Lesen Sie dazu auch: Studie 2022: Nur für 50 Prozent des Portfolios sind ESG-Mindeststandards definiert.

Beim Neubau sehen Experten zwar auch Korrekturbedarf, allerdings ist dieser wesentlich wertbeständig. Bauträger die auf solide Wertindikatoren, wie gute Lage, passende Wohnungsgrößen, gute Bausubstanz und attraktive Ausstattung sowie Nachhaltigkeit und Energieeffizienz setzen, werden weiterhin nachgefragt.

Wer macht eigentlich Wohnbaupolitik in der Regierung?

Kommentar von Chefredakteur Stefan Rothbart

Von der Politik wird es Antworten brauchen, wie leistbares Wohnen in Zukunft finanzierbar sein wird, denn die aktuelle Misere ist hausgemacht. Neben einer Entschärfung der KIM-Verordnung wird es auch eine Aufstockung und Überarbeitung der Wohnbauförderungen brauchen. Ebenso sind steuerliche Entlastungen wie etwa ein Freibetrag bei der Grunderwerbssteuer für die erste Immobilie anzudenken. Eine weitere Möglichkeit ist, dass Gemeinden die Grundstückspreise für Bauland deckeln und somit dem spekulativen Preisanstieg bei Baugründen vorbeugen. Auch sind manche Bau- und Raumordnungsgesetze hinsichtlich ihrer preissteigernden Wirkung zu untersuchen. Neuwidmungen auf der grünen Wiese müssen hingegen eingedämmt werden, denn Aufschließungs- und Infrastrukturkosten verteuern auch das Bauen.
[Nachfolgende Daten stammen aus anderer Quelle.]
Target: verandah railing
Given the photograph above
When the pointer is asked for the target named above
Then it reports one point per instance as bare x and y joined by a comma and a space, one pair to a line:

Zudem sind Baulandmobilisierungen bei bestehenden Baugründen unbedingt notwendig.

Lesen Sie dazu auch: Regierungsprogramm: Wohnbauförderung wieder für Wohnzwecke.

Jede Maßnahme, die dazu beitragen kann, Bau und Projektkosten zu senken, reduziert letztendlich auch die Immobilienpreise für den Endkunden und macht Wohnen im Endeffekt wieder leistbarer. Und zu guter Letzt: Die öffentliche Hand wird wieder stärker selbst in den Wohnbau investieren müssen. Aber wer macht eigentlich Wohnbaupolitik in dieser Bundesregierung? Angesichts einer stetig wachsenden Bevölkerung in Österreich ist es sehr bemerkenswert, dass das Thema im Regierungsprogramm von ÖVP und Grüne kein eigenes Kapitel bekommen hat, sondern unter Justiz & Konsumentenschutz zu finden ist. Auf viele darin enthaltene Maßnahmen zur Senkung von Baukosten, schnelleren Bauverfahren und Förderung von Eigentumsbildung wartet man bislang vergeblich. Wer ist jetzt für Wohnbau in der Bundesregierung primär verantwortlich? Laut den Ministeriumswebsites niemand wirklich. Einzig Sozialminister Rauch fühlt sich für Wohnungssicherung bei sozialer Notlage zuständig und irgendwo im Wirtschaftsministerium gibt es die Sektion VII für „Kulturelles Erbe“.

Darin findet sich die Abteilung VII/7 für Wohnungs- und Siedlungspolitik. Zum Vergleich: Deutschland hat ein eigenes Bundesministerium für Wohnbau, wir höchsten eine auf mehrere Ministerien und Sektionen und Abteilungen aufgeteilte „Querschnittsmaterie“. Das von Kanzler Nehammer angekündigte „Wohnpaket“ ist zu begrüßen, muss aber auch strukturelle Veränderungen bringen, die langfristig auf Bau- und Wohnkosten einwirken.